Signs and Symptoms of a posterior ankle impingement

Posterior ankle impingement causes pain at the back of the ankle when the toes are pointed (plantarflexed) and when the structures mentioned above become impinged. This condition may sometimes also begin after a previous ankle sprain. In minor cases pain won’t be felt doing daily activities only high load activities such as dancing, however if the soft tissue around the impingement becomes inflamed general activities such as driving can become painful.
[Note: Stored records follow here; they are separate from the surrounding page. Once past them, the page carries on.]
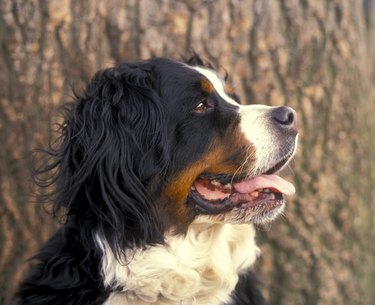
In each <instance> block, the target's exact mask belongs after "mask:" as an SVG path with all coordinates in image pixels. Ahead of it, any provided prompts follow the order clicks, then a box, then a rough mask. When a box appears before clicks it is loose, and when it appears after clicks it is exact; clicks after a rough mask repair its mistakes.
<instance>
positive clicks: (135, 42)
mask: <svg viewBox="0 0 375 305" xmlns="http://www.w3.org/2000/svg"><path fill="white" fill-rule="evenodd" d="M365 25H366V23H365V18H364V12H363V8H362V5H361V1H355V0H319V1H313V0H270V1H264V0H218V1H210V0H208V1H207V0H180V1H172V0H140V1H137V0H124V1H118V0H95V1H89V0H80V1H73V0H49V1H43V0H28V1H26V0H16V1H13V0H0V88H1V91H2V92H1V93H2V94H1V97H0V143H1V144H0V145H1V149H0V274H1V277H0V304H9V303H10V300H11V296H12V294H13V292H14V289H15V287H16V285H17V283H18V281H19V280H20V278H21V277H22V275H23V274H24V272H25V270H26V269H27V264H26V263H24V261H25V260H26V259H27V258H28V257H30V256H31V255H32V254H33V253H35V251H37V249H38V247H39V246H40V245H41V243H42V242H43V241H45V240H46V239H47V238H48V236H49V235H50V234H51V233H52V232H53V230H54V229H55V228H56V226H57V225H58V224H57V223H56V221H55V220H53V219H51V217H50V216H49V215H48V213H46V212H45V208H43V207H41V206H40V205H38V204H36V203H33V199H35V198H34V196H33V195H31V194H32V192H31V191H30V189H31V187H30V183H29V181H30V178H29V177H30V174H29V170H28V168H29V161H30V151H31V150H32V149H33V148H36V147H45V146H47V144H48V138H49V136H50V133H51V130H50V126H51V125H50V120H51V121H52V122H56V121H57V120H58V118H57V116H56V111H55V110H56V108H57V107H58V106H59V105H61V104H63V103H64V102H67V101H70V100H71V99H72V98H71V96H72V88H74V89H75V90H76V91H80V90H82V88H83V87H84V84H85V83H87V81H88V80H89V79H90V77H91V76H92V75H93V73H94V72H95V71H96V70H98V69H101V68H105V67H108V66H111V65H112V64H113V63H114V62H117V61H121V60H129V59H146V58H149V57H151V56H166V57H172V58H176V59H179V58H180V57H181V56H186V55H189V54H190V53H191V50H192V49H193V50H195V51H196V52H197V53H199V54H200V55H201V56H202V57H204V58H206V59H208V60H209V61H211V63H212V64H213V65H214V66H217V67H218V68H219V69H220V70H221V71H222V73H223V74H224V73H225V70H226V71H227V72H228V73H229V75H230V76H231V78H232V80H233V81H234V83H235V84H236V85H237V91H238V93H239V94H240V96H242V101H243V103H262V104H264V103H265V104H270V105H281V104H287V105H290V106H292V107H294V108H295V109H296V110H297V112H298V115H299V118H298V119H299V123H298V124H299V129H300V146H299V149H298V153H297V156H296V158H295V162H294V164H293V165H291V166H290V169H289V170H287V171H286V175H287V176H289V179H291V180H293V181H294V183H295V185H296V187H297V196H295V198H294V199H293V200H289V203H288V210H287V213H286V216H285V218H284V219H283V220H282V221H279V222H277V223H275V224H273V225H272V226H270V227H269V228H268V227H267V228H260V232H259V235H260V237H259V239H260V244H261V249H262V256H261V259H260V260H259V261H258V262H257V263H256V266H255V268H256V270H257V271H258V272H259V274H260V279H261V282H262V283H263V291H264V294H265V295H266V297H267V299H268V302H269V304H271V305H274V304H280V305H281V304H282V305H284V304H304V305H310V304H370V303H371V302H373V301H372V300H373V299H374V297H375V292H374V290H373V287H374V286H375V285H374V284H375V283H374V281H375V280H374V278H375V261H374V260H373V257H374V255H375V243H374V240H375V239H374V237H375V226H374V218H373V216H372V215H374V212H375V205H374V204H373V198H375V191H374V190H373V185H374V182H375V174H374V173H375V161H374V154H373V151H374V148H375V145H374V141H373V139H372V137H373V135H372V134H371V130H374V127H375V120H374V116H373V110H374V106H375V102H374V101H375V99H374V91H373V90H372V88H371V85H372V82H373V80H374V77H373V76H374V74H371V73H373V72H374V71H372V70H371V67H372V66H373V65H374V60H373V59H372V57H371V56H370V55H371V54H370V53H369V50H370V48H367V46H368V45H367V43H368V39H369V37H370V36H369V35H368V33H367V32H366V28H365Z"/></svg>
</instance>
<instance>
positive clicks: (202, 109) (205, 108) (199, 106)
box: [194, 98, 214, 113]
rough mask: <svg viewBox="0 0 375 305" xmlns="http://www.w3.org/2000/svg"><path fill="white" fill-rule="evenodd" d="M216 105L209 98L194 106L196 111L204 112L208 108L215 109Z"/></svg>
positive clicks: (205, 110) (204, 111)
mask: <svg viewBox="0 0 375 305" xmlns="http://www.w3.org/2000/svg"><path fill="white" fill-rule="evenodd" d="M213 107H214V105H213V103H212V101H210V100H209V99H206V98H205V99H203V100H201V101H200V102H199V104H198V105H197V106H196V107H195V108H194V112H196V113H204V112H206V111H208V110H211V109H213Z"/></svg>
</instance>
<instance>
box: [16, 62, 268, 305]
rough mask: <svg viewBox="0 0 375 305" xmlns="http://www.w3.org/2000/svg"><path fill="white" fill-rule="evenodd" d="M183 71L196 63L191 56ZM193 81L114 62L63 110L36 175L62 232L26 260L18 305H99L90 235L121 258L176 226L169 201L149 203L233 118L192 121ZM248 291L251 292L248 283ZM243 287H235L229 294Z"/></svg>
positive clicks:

Causes of posterior ankle impingement

The cause of the impingement in this condition differs from person to person. Often the causes are soft tissue structures at the back of the ankle, such as the joint capsule and covering of the ankle (synovium), tendons and ligaments at the back of the ankle. In some people, the impingement may be due to a small extra bone in the back of the ankle called an ‘os trigonum’ that is present in about 10 per cent of adults. Having an os trigonum doesn’t guarantee that you will get this condition. Other people have a slightly more prominent bony point at the back of their bone in the ankle joint (talus), which can cause the impingement. Remember though, you may have the same features on your other ankle that are not painful and may not be clinically relevant.

Treatment for posterior ankle impingement

Rest –  offloading from the aggravating activity, such as avoiding time en pointe or reducing kicking loads for a period. Medications may be advised to help settle any pain or associated inflammation if needed.

AlterG Anti-Gravity Treadmill – Continuation of training on the AlterG to decrease the load on the foot and its surrounding muscles whilst maintaining an exercise program.

Mobilisation and distraction techniques to the ankle joint that can help to settle symptoms and improve joint mobility. Strengthening exercises will be prescribed for the calf, as well as for any deficits identified further up the leg.

Taping – can be very effective in offloading the impingement. Appropriate footwear may also need to be considered to help management.

Assessment of technique – particularly in performance sports such as dancing or gymnastics. In ballet dancers, turning out of the foot while on toes may lead to the condition, and any issues should be identified and changed as part of rehabilitation.

Injection therapy – If pain persists, this may be considered or in cases where os trigonum is the causative factors, surgical removal may be considered.